J’ai découvert le régime alimentaire traditionnel chez Adelso, émerveillée par la qualité de l’alimentation. À la place des produits transformés à base de blé pauvres en nutriments comme le pain et les pâtes, l’alimentation capverdienne est basée sur le mais et les tubercules frais. L’igname contre les rhumatismes, le manioc contre l’asthme, la patate douce pour le pancréas, chacune de ces racines a son utilité. Même la pomme de terre, sous ses apparences anodines, a des vertus médicinales. Cachupa* au petit déjeuner et au dîner et tubercules avec du lait de chèvre au déjeuner. À n’importe quel moment, des fruits qu’il suffit de cueillir dans un arbre au fond de la vallée. Le tout, à volonté. Simple mais savoureux. Une nourriture abondante et saine. Rien de plus biologique, local et frais.
« Beaucoup de monde pense que manger de la cachupa tous les jours c’est manger mal, mais au contraire, c’est manger bien ! ».
Josefa, agricultrice
La différence entre la vie en ville et la vie en intérieur est flagrante. Les médicaments pharmaceutiques ont remplacé les médicaments naturels. La “nourriture de magasin », importée et transformée, a remplacé la “nourriture de la terre ». À la place de la tisane de romarin, un comprimé. À la place de la cachupa, du pain et des gâteaux nommés bulachas. À la place des haricots, du chorizo. À la place des fruits frais, des jus déshydratés. À la place de la canne à sucre à croquer, des beignets gras et sucrés. Considérés comme « pauvres », les paysans des vallées irriguées mangent bien mieux que la plupart des citadins Cap verdiens. À Alto Mira, une vallée irriguée, personne ne peut manquer de ces produits de terre, aliment ou médicament. Quelqu’un dans le besoin pour se nourrir ou se soigner ? Qu’elles soient sauvages ou cultivées, les plantes se partagent et se donnent naturellement.

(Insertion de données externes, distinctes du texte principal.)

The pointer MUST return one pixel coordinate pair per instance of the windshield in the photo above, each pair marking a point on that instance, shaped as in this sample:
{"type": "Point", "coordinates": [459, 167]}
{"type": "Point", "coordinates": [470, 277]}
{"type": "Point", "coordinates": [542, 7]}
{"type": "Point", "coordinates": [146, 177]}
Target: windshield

Les « remèdes de terre » ou « remèdes de pharmacie » ? La « nourriture de terre » ou « nourriture de magasin » ? Les uns s’achètent, les autres se cueillent. Les uns se vendent, les autres se donnent. Les uns génèrent des maladies, les autres de la santé. Gratuites et saines, les plantes, qu’elles soient aliment ou traitement, sont au cœur de la santé des cap verdiens. Pourtant, donner accès à une alimentation de qualité, en soutenant l’agriculture locale, n’est pas une priorité. Le développement économique, via le tourisme, paraît plus important. Se réapproprier la santé, n’est-ce pas repenser autant notre système médical que notre système alimentaire ?
*La cachupa est le plat traditionnel cap verdien, à base de maïs, haricots, les cap verdiens y ajoutent des légumes, du manioc, des patates douces ou pommes de terre, et de la viande ou du poisson selon ce qui est disponible dans leur environnement.